I don’t think so. The explosion of data journalism has generally strengthened political reporting. More stories begin with data then with anecdotes. The South Dakota and Kansas boomlets began when individual polls showed the races, surprisingly, closing to single digits. Anyone who chose to follow 2014 exclusively through The Upshot or FiveThirtyEight would have started the year assuming that Republicans would take the Senate.

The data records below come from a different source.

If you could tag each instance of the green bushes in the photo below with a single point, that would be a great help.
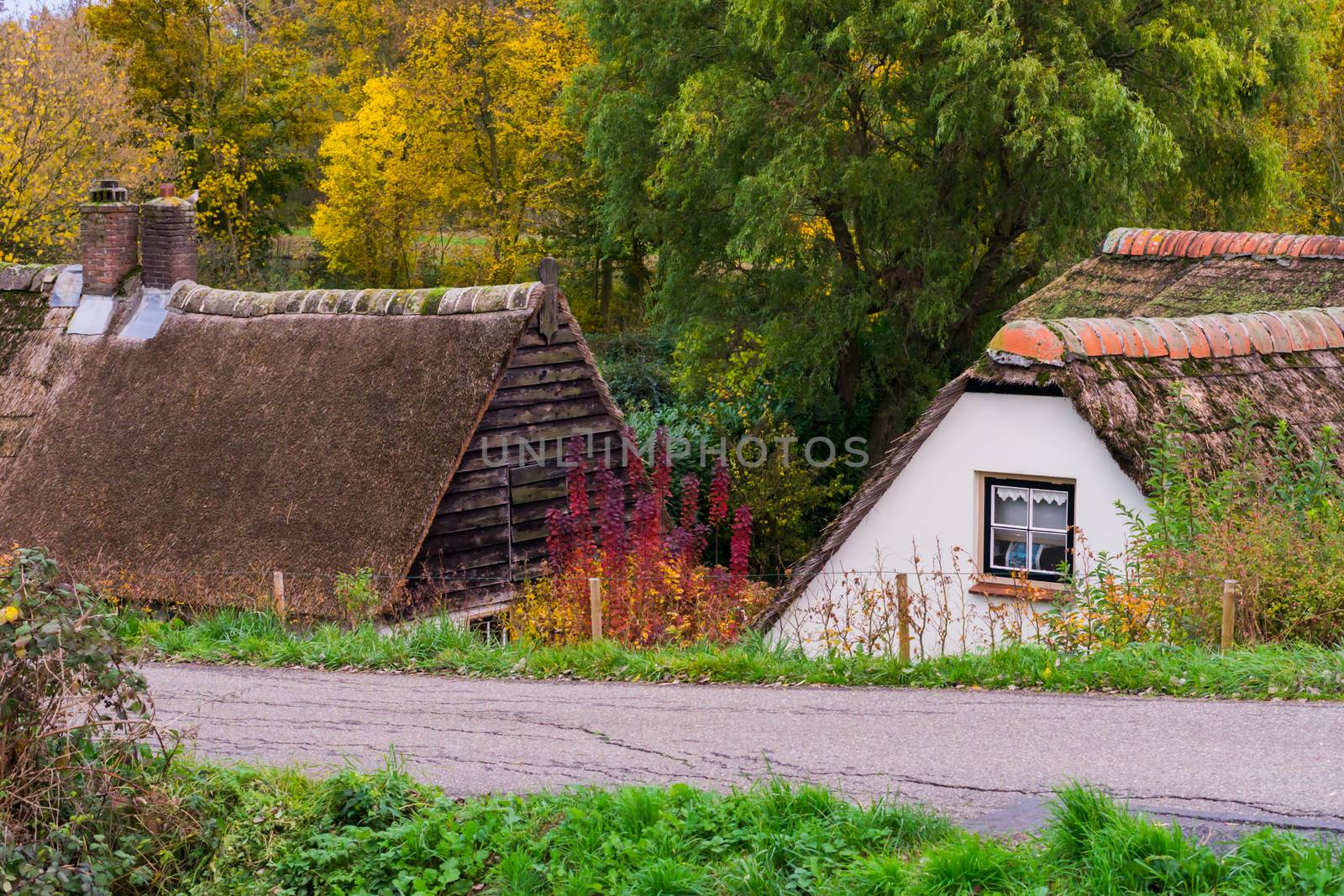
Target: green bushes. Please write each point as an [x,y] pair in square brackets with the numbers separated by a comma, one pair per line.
[362,835]
[87,805]
[1273,521]
[437,645]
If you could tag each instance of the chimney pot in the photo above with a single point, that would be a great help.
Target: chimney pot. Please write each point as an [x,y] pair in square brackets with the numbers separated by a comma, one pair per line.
[167,239]
[108,228]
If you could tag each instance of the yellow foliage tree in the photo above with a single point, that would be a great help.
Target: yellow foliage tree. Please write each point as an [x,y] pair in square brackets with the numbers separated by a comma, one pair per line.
[378,207]
[64,121]
[463,155]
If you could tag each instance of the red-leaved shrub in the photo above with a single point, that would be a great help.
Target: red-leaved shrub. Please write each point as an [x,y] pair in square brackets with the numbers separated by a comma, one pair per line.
[656,587]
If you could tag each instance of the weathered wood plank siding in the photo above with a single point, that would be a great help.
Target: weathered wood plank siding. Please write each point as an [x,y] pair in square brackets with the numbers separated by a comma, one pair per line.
[490,530]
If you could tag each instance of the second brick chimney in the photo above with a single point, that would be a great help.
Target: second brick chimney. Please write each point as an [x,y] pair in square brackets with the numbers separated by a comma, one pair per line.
[167,239]
[108,226]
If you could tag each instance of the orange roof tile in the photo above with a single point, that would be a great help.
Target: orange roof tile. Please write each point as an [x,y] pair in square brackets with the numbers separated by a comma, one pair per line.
[1032,342]
[1202,244]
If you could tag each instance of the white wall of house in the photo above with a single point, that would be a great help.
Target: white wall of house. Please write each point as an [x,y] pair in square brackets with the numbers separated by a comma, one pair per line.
[931,520]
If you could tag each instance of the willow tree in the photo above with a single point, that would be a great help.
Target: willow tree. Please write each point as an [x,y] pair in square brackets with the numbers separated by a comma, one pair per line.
[867,183]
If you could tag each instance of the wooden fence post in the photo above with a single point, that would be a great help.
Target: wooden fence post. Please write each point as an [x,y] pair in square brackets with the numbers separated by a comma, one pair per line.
[277,594]
[904,616]
[1229,613]
[596,606]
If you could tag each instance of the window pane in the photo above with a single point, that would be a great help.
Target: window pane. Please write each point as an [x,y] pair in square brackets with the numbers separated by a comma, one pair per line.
[1047,551]
[1011,506]
[1008,550]
[1048,510]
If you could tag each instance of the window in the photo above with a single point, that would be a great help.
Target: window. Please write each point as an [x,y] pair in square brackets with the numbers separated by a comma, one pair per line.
[1028,527]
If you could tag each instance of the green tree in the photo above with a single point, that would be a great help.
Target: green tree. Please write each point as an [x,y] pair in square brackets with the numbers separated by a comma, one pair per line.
[866,183]
[235,86]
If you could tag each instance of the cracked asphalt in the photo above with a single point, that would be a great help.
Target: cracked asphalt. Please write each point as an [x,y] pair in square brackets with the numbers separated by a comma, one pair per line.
[988,758]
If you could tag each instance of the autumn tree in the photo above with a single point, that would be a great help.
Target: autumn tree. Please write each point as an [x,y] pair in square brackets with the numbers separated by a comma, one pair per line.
[65,121]
[867,183]
[234,85]
[1316,145]
[483,154]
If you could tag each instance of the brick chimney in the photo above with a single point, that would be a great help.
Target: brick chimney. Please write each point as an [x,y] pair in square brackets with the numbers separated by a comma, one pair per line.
[167,239]
[108,226]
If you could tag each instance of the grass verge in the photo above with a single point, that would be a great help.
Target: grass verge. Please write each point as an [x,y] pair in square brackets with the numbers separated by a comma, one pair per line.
[279,832]
[232,636]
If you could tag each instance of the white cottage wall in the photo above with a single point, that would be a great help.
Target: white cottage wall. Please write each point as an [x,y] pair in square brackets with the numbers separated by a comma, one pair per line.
[936,506]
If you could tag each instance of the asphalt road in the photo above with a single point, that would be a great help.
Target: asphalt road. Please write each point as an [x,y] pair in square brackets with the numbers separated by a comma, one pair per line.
[988,759]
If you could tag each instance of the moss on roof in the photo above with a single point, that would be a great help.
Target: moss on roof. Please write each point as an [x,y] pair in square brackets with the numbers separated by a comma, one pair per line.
[1126,286]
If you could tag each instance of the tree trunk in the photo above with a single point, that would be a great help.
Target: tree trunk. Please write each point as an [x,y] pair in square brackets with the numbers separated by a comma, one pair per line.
[604,305]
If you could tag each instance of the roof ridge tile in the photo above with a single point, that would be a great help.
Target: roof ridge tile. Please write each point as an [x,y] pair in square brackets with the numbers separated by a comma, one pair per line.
[1148,242]
[1027,342]
[194,298]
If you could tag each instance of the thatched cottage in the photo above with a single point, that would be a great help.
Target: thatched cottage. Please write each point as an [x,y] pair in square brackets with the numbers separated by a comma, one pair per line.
[1034,446]
[199,439]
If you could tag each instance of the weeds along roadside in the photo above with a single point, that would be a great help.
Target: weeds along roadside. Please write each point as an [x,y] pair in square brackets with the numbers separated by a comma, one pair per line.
[437,645]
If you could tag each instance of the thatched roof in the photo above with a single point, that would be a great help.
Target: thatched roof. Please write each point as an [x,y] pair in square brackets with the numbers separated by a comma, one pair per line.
[1126,378]
[308,432]
[1162,273]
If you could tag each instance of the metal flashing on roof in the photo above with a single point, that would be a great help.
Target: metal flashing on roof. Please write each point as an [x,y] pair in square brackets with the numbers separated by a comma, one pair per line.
[69,288]
[93,316]
[148,316]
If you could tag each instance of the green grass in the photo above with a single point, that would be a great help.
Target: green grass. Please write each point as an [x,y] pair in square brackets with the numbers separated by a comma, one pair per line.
[279,832]
[230,636]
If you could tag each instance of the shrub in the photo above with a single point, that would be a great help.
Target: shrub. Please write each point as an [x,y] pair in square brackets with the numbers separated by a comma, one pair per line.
[656,590]
[1273,520]
[84,804]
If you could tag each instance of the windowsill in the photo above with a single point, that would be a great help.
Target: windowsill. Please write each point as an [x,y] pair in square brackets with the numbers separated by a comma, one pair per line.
[1037,591]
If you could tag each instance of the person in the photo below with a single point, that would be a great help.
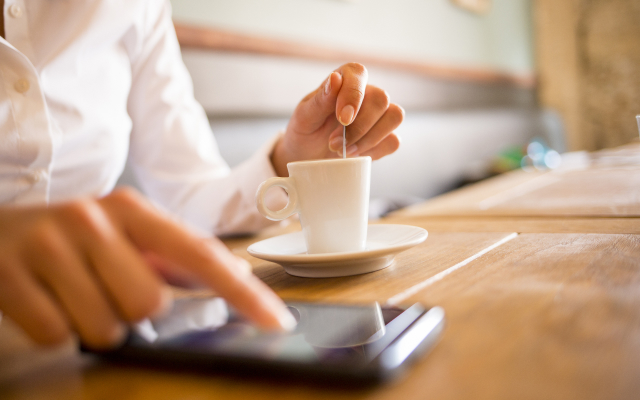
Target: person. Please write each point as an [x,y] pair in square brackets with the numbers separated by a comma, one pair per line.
[86,86]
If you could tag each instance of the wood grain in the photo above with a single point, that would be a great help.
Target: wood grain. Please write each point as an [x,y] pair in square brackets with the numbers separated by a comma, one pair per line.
[196,37]
[521,224]
[551,316]
[440,251]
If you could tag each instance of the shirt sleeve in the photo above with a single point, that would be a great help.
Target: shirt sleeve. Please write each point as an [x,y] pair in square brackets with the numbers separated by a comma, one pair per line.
[172,149]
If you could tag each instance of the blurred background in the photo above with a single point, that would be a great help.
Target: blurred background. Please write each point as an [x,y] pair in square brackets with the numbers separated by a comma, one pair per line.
[480,80]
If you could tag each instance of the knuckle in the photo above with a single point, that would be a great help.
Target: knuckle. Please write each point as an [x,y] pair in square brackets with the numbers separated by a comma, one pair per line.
[51,332]
[148,303]
[45,237]
[396,114]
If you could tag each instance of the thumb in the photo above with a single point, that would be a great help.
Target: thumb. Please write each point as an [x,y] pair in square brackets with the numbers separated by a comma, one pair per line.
[312,112]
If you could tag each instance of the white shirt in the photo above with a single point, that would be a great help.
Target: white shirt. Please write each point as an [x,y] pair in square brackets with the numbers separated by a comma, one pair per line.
[86,84]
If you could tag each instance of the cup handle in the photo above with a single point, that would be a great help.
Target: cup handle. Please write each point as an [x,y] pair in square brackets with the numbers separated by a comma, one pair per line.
[288,210]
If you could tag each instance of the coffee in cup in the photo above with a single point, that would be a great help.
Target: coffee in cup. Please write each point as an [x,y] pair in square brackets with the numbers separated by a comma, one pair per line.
[331,197]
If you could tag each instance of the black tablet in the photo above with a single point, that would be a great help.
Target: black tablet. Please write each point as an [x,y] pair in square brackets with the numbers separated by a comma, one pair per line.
[352,343]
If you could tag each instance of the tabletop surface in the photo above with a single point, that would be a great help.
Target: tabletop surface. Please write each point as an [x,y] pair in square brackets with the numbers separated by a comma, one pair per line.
[537,306]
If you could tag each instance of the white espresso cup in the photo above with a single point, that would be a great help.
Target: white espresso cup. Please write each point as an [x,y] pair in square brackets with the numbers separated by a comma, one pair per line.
[331,198]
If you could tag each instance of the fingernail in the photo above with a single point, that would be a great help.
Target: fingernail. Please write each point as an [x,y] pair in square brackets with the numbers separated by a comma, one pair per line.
[336,143]
[118,335]
[327,86]
[166,303]
[346,115]
[287,321]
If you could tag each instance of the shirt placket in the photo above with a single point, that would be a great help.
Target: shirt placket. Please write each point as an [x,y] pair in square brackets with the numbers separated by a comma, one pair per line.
[28,108]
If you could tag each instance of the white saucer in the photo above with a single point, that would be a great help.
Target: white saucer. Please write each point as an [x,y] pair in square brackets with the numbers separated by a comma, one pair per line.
[383,243]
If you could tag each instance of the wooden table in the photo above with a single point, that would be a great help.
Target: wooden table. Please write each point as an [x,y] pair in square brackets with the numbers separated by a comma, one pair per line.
[542,304]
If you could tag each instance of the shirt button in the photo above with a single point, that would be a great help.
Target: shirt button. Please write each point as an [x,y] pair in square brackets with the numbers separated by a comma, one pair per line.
[37,175]
[22,85]
[15,11]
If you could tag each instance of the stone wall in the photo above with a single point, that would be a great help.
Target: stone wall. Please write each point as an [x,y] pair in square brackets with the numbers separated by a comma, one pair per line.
[588,60]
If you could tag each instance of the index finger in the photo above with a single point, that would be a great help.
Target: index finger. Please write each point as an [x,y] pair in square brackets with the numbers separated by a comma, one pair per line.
[149,230]
[354,82]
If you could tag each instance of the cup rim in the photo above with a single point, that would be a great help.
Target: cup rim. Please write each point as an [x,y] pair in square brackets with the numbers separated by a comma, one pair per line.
[333,160]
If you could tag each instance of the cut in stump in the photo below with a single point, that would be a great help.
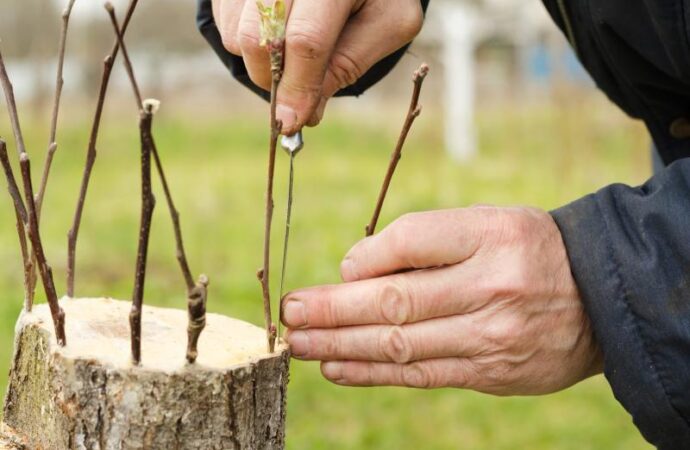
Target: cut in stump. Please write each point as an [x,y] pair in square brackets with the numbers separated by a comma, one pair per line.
[88,395]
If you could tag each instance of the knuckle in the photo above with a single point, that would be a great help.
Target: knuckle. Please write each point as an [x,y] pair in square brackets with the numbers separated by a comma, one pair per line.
[305,40]
[417,375]
[499,373]
[504,334]
[395,302]
[345,69]
[395,345]
[515,282]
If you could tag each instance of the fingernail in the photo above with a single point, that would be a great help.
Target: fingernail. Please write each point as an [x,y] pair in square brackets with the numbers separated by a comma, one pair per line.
[333,370]
[299,343]
[294,314]
[321,108]
[286,115]
[347,269]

He or she would have been right—but still would have missed great stories. FiveThirtyEight’s models, for example, said that Democrats would most likely hold the Senate seat in North Carolina, and that Virginia’s Mark Warner would likely win by 10 points. It gave Republican Larry Hogan a 6 percent chance of winning Maryland’s race for governor; he takes office in a few weeks. Silver’s blunt, honest Maryland mea culpa explained that the site’s “gubernatorial model relies on polls, and polls alone.” Whenever I blew it in 2014, I was usually relying on a polling average, combining it with whatever insider spin sounded most credible, and blundering out of the gates.
It was better not to predict—better to just show up and report on how things looked. Binary questions like “will this candidate win?” and “will this bill pass?” are never as interesting as the biases and histories and social trends that will actually decide the questions. Also, asking those questions would lead to shorter “what I got wrong” lists.